Anecdotally, Stone is a right-handed shot, which is something the Rangers lack throughout their lineup. The right wing is an area the team needs to address, and Stone seems to be a perfect fit. Mats Zuccarello currently is the Rangers’ No. 1 right wing, but he’s in the final year of his deal and there are no guarantees he will be with the club next season.
The left side currently features Pavel Buchnevich and Chris Kreider, although the latter will have just one year on his deal come July 2019. When it comes to prospects, wingers are a bit of a shallow spot in terms of talent.
Vitali Kravtsov was Adam’s top wing prospect at No. 2 overall, and the next highest ranked wing prospect was Tim Gettinger at No. 15. This overall lack of depth means the team will need to look to the trade market or free agency, with free agency being the likelier option since it isn’t ideal for a rebuilding team like the Rangers to deplete the assets they’ve accumulated.
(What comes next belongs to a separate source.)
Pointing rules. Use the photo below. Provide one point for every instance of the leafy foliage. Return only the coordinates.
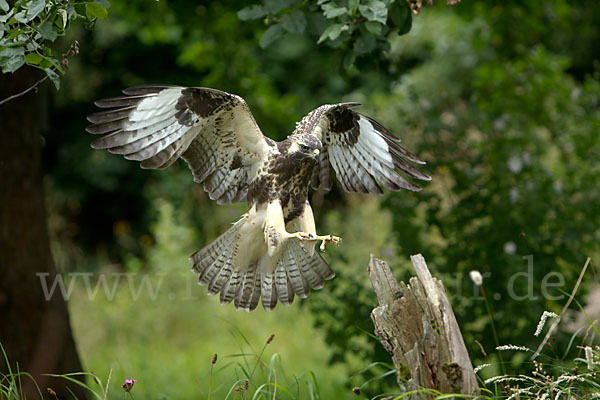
(357, 28)
(501, 99)
(28, 29)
If he does make it to market, Stone will draw considerable interest, but will remain a secondary option to Panarin. By no means should the Rangers avoid Panarin if both are available, but Stone would represent a great value in the event Panarin signs elsewhere. If Panarin is expected to draw in the $10 to $11 million range, Stone could potentially garner at least $9 million, and he’d be more than worth that.
At the time of signing, Panarin would be 27 turning 28 whereas Stone would have turned 27 a few months prior. The slight difference in age doesn’t matter, but age is something that will be of importance as the team considers players worth adding. The Rangers assuredly have an internal window of when they think they will contend, and for how long, so players targeted will be identified accordingly. The team could hypothetically have him from 27 to 32 on a six-year deal, and that would align with the team’s contention plan.
While Panarin is the target the Rangers should strive for, if he were to be unavailable they shouldn’t treat landing Stone as a consolation prize. He is a very talented player in his own right who doesn’t get recognition for how good he is, and he could be a big piece for the Rangers as they take steps toward becoming a contender once again. Many fans are already contemplating the impact Erik Karlsson leaving the Senators will have. While that loss will be tremendous, the loss of Stone could be even more devastating in the long run.